Ruru the Cat here. We have more vermin. And I'm not just talking about the mouse. Those are fun. I can kill those. My people won't let me touch these. I'm talking about the K-word. I HATE kittens. With a capital H-A-T-E. I've told you before. I let my people bring in one set. Not that they asked me, but suddenly, I had a kitten I was stuck with. I was okay with her. I licked her ears to show I was in charge, didn't I? I didn't kill her, did I? That was my first mistake.
Because then, my irresponsible humans brought in another set and another set and another set. They have periodically have kept one. Without even asking my permission. The nerve. Honestly. We went from one to two to three to four kittens kept just in a little over a year. This is nuts!

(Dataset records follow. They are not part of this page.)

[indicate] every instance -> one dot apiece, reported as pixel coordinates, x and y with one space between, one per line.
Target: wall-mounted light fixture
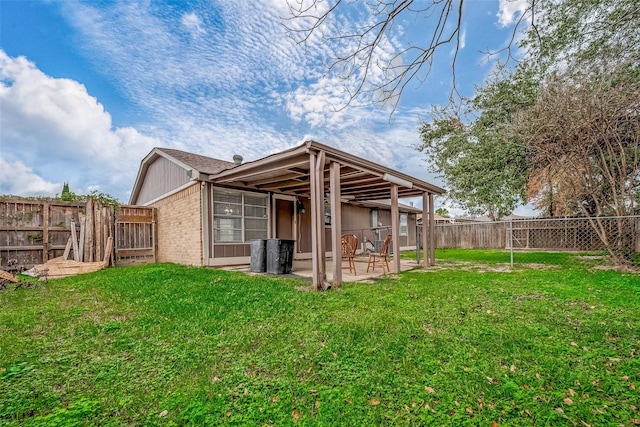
397 180
300 207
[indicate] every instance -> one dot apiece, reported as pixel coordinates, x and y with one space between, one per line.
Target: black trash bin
258 255
377 245
279 256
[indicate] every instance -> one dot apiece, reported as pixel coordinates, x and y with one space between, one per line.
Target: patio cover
313 170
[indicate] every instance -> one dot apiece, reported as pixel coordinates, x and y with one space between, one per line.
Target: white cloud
62 133
510 10
19 179
192 23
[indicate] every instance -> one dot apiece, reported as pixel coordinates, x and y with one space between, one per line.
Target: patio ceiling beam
291 176
245 174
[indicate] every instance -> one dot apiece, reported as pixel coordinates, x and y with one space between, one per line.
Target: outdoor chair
348 246
381 257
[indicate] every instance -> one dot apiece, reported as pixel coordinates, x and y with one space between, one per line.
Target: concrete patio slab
302 269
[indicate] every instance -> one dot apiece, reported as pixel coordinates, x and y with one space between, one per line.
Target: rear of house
205 223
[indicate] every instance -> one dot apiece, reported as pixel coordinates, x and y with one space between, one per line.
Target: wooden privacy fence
135 235
35 231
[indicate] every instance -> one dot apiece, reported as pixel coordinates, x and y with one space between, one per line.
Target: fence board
135 235
35 231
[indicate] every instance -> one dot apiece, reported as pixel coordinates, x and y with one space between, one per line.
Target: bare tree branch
374 65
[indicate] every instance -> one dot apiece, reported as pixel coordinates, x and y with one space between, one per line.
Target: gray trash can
258 255
279 256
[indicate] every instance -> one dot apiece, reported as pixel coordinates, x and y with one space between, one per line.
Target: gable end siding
162 177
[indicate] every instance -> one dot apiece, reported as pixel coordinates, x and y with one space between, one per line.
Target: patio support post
336 223
317 220
432 230
395 227
425 230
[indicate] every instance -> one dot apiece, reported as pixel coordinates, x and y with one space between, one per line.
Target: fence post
511 239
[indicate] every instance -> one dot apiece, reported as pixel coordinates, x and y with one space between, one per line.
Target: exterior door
284 219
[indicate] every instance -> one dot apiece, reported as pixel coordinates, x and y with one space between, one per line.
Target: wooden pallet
62 267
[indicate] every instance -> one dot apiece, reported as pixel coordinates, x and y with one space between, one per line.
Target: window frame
404 228
242 215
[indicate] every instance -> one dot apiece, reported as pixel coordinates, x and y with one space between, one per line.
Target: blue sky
87 89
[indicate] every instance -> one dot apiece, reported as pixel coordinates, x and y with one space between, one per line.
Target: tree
583 135
485 171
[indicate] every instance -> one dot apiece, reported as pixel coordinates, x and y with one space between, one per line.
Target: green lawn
171 345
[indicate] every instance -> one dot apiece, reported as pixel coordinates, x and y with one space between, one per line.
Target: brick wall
179 227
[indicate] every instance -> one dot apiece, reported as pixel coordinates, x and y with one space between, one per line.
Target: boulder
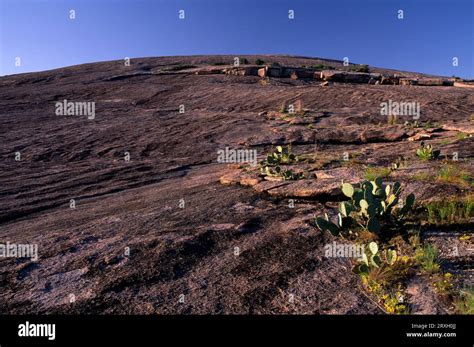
347 76
408 82
242 70
302 73
390 79
274 71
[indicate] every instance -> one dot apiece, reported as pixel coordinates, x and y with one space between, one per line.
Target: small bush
426 152
371 173
427 258
361 68
373 206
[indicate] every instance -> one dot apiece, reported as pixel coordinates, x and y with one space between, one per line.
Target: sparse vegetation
321 67
371 172
179 67
373 207
427 258
426 152
270 167
450 211
462 136
465 302
361 68
452 174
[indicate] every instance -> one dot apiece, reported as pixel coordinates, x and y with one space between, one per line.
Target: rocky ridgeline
331 76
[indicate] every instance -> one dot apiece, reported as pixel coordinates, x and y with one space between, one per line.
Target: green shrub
372 207
427 258
371 173
361 68
426 152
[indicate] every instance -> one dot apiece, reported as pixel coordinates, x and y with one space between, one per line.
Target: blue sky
367 31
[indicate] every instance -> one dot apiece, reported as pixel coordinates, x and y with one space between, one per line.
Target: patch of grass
465 303
445 142
361 68
450 211
427 152
443 283
320 67
179 67
422 176
371 173
392 120
452 174
427 258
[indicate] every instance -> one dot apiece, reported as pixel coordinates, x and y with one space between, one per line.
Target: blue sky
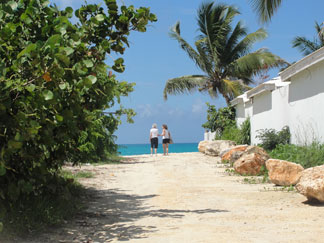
154 57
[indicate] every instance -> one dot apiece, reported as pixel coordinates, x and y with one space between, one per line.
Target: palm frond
234 88
245 45
184 84
265 8
253 63
175 34
304 45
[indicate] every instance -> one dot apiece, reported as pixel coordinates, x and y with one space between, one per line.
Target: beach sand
187 197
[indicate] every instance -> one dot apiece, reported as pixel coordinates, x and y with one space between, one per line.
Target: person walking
165 139
154 133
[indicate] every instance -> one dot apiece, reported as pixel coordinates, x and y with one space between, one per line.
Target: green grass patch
80 174
307 156
34 213
113 159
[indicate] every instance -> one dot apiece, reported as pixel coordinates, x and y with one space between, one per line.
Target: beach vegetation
223 52
219 119
265 8
59 96
270 138
306 155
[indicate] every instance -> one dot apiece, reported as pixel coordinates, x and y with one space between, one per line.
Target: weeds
307 156
290 188
35 213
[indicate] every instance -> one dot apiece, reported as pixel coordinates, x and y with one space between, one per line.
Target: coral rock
311 183
215 147
249 164
283 173
233 154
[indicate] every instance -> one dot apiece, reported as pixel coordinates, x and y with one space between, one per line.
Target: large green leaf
2 169
48 95
63 58
13 5
27 50
100 17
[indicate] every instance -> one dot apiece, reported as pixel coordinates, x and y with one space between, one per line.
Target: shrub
239 135
232 133
307 156
55 88
218 120
270 138
245 131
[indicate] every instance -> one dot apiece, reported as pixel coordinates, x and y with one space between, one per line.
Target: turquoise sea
136 149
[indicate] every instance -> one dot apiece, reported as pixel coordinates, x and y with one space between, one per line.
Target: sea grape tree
55 84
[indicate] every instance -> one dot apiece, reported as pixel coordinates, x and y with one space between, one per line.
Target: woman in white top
154 133
165 139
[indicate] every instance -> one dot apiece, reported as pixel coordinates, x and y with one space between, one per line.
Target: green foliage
270 138
307 156
245 131
34 212
54 89
231 133
218 120
222 51
223 122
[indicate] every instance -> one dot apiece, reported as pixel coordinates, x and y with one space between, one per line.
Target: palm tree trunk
227 99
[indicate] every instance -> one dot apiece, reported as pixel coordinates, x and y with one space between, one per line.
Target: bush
270 138
218 120
238 135
232 133
55 89
307 156
245 131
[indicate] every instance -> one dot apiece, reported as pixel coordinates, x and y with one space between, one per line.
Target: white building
294 99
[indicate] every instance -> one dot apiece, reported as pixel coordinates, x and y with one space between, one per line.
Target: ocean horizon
137 149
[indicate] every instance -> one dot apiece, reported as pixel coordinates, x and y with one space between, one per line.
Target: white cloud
198 107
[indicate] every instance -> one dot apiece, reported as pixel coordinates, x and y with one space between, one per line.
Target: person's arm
163 132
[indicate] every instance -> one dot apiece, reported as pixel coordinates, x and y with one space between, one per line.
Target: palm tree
307 46
265 8
222 53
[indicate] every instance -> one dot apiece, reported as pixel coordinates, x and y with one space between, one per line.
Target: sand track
185 198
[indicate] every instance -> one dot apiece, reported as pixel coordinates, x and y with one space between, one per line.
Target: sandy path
186 198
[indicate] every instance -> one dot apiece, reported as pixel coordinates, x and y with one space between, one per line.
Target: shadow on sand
112 215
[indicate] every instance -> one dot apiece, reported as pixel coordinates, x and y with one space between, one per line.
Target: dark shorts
154 142
166 140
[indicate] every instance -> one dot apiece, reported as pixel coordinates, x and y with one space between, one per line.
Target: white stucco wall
243 111
269 111
306 105
300 105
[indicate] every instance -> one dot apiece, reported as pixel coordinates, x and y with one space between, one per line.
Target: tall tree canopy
55 86
223 53
265 8
307 46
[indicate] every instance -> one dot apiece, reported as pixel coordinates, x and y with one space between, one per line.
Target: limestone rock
311 183
258 150
249 164
202 146
215 147
233 154
283 173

Sunday, I was minding my own business when another army of pests showed up. I tried to hide in my special hidey-hole, the underwear drawer. Mostly, I hide there to avoid the kittens who have gotten big enough to take my place and my food and chase me around. My people have all sorts of snide jokes about the kittens and my hidey-hole. But that's okay. It's my special hidey-hole, and it's comfortable. But just at the wrong moment, when those beasties showed up, my people hauled out my hidey-hole. I had nowhere to go to escape.

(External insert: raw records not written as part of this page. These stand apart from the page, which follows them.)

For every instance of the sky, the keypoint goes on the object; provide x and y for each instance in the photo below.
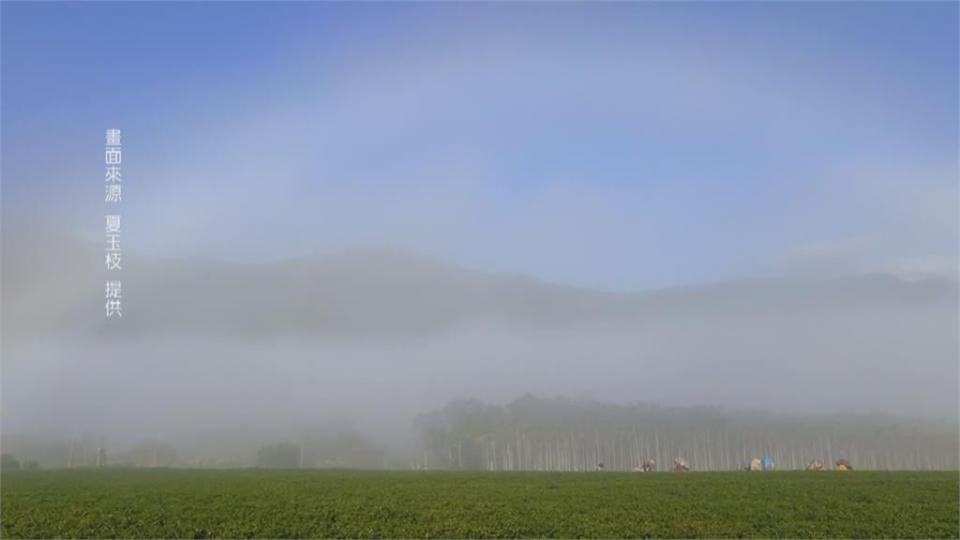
(621, 146)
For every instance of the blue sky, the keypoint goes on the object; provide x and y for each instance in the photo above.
(619, 146)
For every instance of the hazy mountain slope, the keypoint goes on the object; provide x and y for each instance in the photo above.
(384, 293)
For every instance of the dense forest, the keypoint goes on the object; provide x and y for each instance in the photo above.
(571, 435)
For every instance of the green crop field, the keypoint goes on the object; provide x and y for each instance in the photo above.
(288, 504)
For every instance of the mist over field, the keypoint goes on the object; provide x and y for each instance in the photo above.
(482, 236)
(221, 358)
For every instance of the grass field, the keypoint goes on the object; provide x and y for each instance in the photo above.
(288, 504)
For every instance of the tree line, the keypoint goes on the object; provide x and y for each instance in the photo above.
(562, 434)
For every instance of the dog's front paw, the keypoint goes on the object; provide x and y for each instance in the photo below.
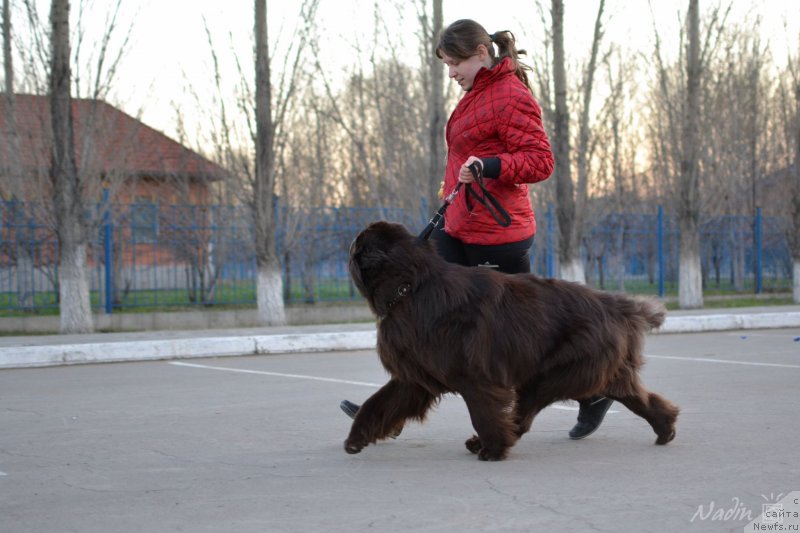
(492, 455)
(473, 444)
(353, 446)
(666, 437)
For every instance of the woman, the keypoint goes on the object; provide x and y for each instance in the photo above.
(498, 125)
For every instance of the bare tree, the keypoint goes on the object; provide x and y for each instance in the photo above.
(269, 288)
(571, 198)
(76, 312)
(435, 101)
(793, 174)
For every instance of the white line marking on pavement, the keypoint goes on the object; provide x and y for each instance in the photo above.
(315, 378)
(723, 361)
(278, 374)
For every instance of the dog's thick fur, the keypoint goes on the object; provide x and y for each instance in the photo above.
(510, 345)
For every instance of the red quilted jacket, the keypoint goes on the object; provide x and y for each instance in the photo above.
(497, 118)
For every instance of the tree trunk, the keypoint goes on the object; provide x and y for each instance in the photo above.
(436, 150)
(76, 316)
(794, 177)
(269, 289)
(690, 284)
(570, 264)
(583, 153)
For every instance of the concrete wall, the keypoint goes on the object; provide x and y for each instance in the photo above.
(297, 315)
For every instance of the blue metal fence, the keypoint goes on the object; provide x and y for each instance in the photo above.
(161, 256)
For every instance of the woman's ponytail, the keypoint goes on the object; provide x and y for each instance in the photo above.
(507, 47)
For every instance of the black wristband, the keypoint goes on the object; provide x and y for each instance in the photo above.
(491, 167)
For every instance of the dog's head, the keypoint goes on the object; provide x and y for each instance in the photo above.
(383, 257)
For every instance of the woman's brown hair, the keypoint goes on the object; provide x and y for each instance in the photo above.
(460, 40)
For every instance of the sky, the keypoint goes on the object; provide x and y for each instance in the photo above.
(169, 51)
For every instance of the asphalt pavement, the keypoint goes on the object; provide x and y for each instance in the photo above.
(48, 350)
(254, 444)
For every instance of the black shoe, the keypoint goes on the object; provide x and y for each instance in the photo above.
(590, 416)
(349, 408)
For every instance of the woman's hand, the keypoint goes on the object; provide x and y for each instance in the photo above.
(465, 175)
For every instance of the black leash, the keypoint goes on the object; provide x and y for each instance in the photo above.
(497, 211)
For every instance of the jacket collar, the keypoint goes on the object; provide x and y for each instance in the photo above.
(487, 76)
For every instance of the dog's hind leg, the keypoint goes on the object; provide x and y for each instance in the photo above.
(386, 411)
(490, 412)
(530, 402)
(660, 413)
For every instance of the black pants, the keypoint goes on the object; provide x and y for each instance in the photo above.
(511, 258)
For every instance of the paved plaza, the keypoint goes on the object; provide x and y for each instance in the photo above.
(254, 443)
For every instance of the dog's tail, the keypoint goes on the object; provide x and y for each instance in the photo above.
(651, 309)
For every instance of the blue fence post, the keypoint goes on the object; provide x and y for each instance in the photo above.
(108, 255)
(758, 251)
(550, 250)
(661, 251)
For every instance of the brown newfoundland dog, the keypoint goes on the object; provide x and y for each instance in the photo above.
(510, 345)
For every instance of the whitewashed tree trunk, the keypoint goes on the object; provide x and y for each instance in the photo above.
(269, 285)
(690, 279)
(76, 310)
(269, 293)
(573, 271)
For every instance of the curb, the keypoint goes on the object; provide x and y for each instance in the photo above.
(224, 346)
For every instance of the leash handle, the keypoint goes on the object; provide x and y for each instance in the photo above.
(499, 214)
(426, 233)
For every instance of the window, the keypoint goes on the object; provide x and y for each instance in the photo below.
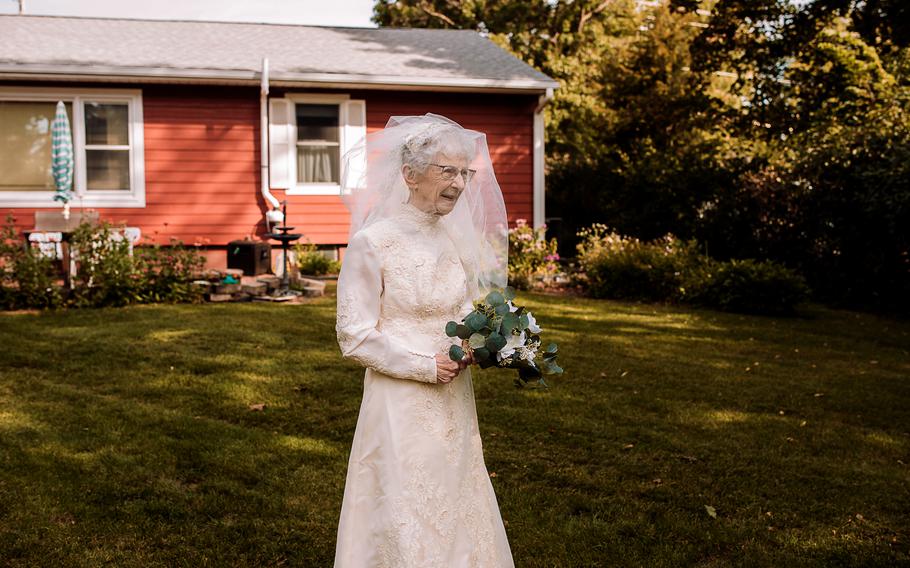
(308, 137)
(318, 143)
(107, 146)
(25, 145)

Now, even hiding in my new hidey-hole, I smell them. I hear them. Sometimes, they even invade places where I want to be. They eat yummy food and milk that should be mine. My people call them "foster kittens," which I hope means they plan on getting rid of them soon, so I don't have to. Too much work, and I'd get in trouble. I wish my people would remember whose house this is. Seriously.